Use case: "Audit this payment before I send it." The model produces a structured explanation of the decision rather than a yes/no answer.

agenttrust_setup_agent

Required args: use_case. The use_case is free-text — the prompt uses it to suggest reasonable defaults for the policy fields (per-tx cap, velocity window, counterparty tier minimum).

The prompt walks the model through:

  1. Use agenttrust_init_policy to bootstrap a brand-new agent + policy in one atomic tx. Omit agent_asset to let the tool generate one. The output's agentAsset field is the agent's canonical pubkey for downstream calls. The same call self-heals agent_account + atom_stats (Quantu), PolicyAuthority + KillSwitchState (AgentTrust), and lands the PolicyAccount + VelocityLedger — all under one signature, with healedSteps: ["register_agent_via_cpi", "init_authority", "init_killswitch"] returned in the structured envelope.
  2. Confirm the result by calling agenttrust_get_policy({ agent_asset: <agentAsset from step 1>, policy_id: 1 }).

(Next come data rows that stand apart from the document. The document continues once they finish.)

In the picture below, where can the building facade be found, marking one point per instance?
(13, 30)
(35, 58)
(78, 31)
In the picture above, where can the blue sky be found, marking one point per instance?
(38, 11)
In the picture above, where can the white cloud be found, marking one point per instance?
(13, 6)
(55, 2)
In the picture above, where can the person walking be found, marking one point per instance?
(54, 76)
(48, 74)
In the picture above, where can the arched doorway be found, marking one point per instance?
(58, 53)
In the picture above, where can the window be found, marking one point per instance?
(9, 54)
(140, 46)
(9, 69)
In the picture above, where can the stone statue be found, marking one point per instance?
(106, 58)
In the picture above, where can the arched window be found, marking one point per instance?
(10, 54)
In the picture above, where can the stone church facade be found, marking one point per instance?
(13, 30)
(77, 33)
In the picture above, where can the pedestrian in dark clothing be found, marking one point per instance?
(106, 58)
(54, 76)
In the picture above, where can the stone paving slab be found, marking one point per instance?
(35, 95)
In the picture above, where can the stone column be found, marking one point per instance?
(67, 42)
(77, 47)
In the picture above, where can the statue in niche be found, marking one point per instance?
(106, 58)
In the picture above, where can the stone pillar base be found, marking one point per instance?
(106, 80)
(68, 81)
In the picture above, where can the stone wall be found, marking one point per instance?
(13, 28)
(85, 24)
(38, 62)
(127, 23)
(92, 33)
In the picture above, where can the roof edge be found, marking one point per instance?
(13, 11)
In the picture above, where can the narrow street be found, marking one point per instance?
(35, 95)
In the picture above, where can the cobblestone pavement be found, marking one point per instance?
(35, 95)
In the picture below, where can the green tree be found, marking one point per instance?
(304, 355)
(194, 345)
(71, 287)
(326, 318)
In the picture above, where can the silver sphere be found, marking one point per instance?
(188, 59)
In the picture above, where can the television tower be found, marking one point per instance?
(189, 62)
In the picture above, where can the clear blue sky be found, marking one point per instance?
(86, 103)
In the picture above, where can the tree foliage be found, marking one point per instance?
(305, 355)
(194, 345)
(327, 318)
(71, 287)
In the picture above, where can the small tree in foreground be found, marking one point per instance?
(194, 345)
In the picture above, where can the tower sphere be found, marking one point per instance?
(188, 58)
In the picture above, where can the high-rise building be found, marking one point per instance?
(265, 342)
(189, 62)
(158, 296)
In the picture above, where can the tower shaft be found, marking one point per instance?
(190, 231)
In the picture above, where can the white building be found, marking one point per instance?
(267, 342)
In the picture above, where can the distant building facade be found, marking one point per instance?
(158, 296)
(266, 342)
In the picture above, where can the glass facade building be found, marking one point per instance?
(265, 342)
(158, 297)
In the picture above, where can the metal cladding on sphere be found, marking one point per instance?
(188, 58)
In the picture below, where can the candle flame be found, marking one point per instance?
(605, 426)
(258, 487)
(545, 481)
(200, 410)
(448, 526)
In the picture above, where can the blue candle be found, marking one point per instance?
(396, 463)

Use case: "Set up a basic AgentTrust policy for a new agent." The prompt + init_policy's self-heal land a working agent identity plus policy in one or two turns.

agenttrust_explain_failure

Required args: reason_code (1..15). Optional: payer_agent, payee_agent, policy_id.

The prompt walks the model through:

  1. agenttrust_explain_decision({ reason_code }) — translate to canonical name + remediation hint.
  2. If the optional context is present, run the relevant lookup (get_quantu_reputation, get_velocity, get_killswitch, get_validation_attestation) to inspect the actual on-chain state that drove the deny.
  3. Surface the contradiction in plain language ("the policy requires min_counterparty_tier = 3 but the payee's tier_immediate = 1").

Use case: "Why did my last payment fail with reason code 6?" The prompt produces an explanation grounded in real on-chain state, not training-data guesses.

How clients invoke prompts

// Pseudocode — the actual API depends on the MCP client.
const prompts = await mcp.request("prompts/list");
// → [{ name: "agenttrust_audit_payment", description, arguments }, …]

const audit = await mcp.request("prompts/get", {
  name:      "agenttrust_audit_payment",
  arguments: {
    payer_agent: "5Pfa…K8y",
    payee_agent: "C9pY…B3dR",
    amount:      "1000000",
    mint:        "EPjF…Dt1v",
    policy_id:   1,
    caller:      "4tSE…hRG",
  },
});
// → { messages: [{ role: "user", content: { type: "text", text: "Walk me through auditing this payment…" } }, … ] }

The model then picks tools to call, the client surfaces the tool results back to the model, and the prompt's structure produces a grounded answer.

In Claude Desktop, prompts appear as slash commands when an MCP server is connected. Type /agenttrust_audit_payment in chat → the UI prompts for the required arguments → the model executes the workflow.

Validation

Phase M validated all three prompts via direct prompts/get calls. All three return non-empty messages arrays with structured user prompts referencing the right tools. Missing-argument probes return clean -32603 missing required argument errors. Full report: docs/proofs/phase-m-mcp-e2e.md §M1.5.

Phase P verified agenttrust_explain_failure end-to-end with Claude sonnet driving the workflow against live devnet state — the model called agenttrust_explain_decision(6) then agenttrust_get_killswitch to inspect the actual policy fields, and produced a remediation in plain language.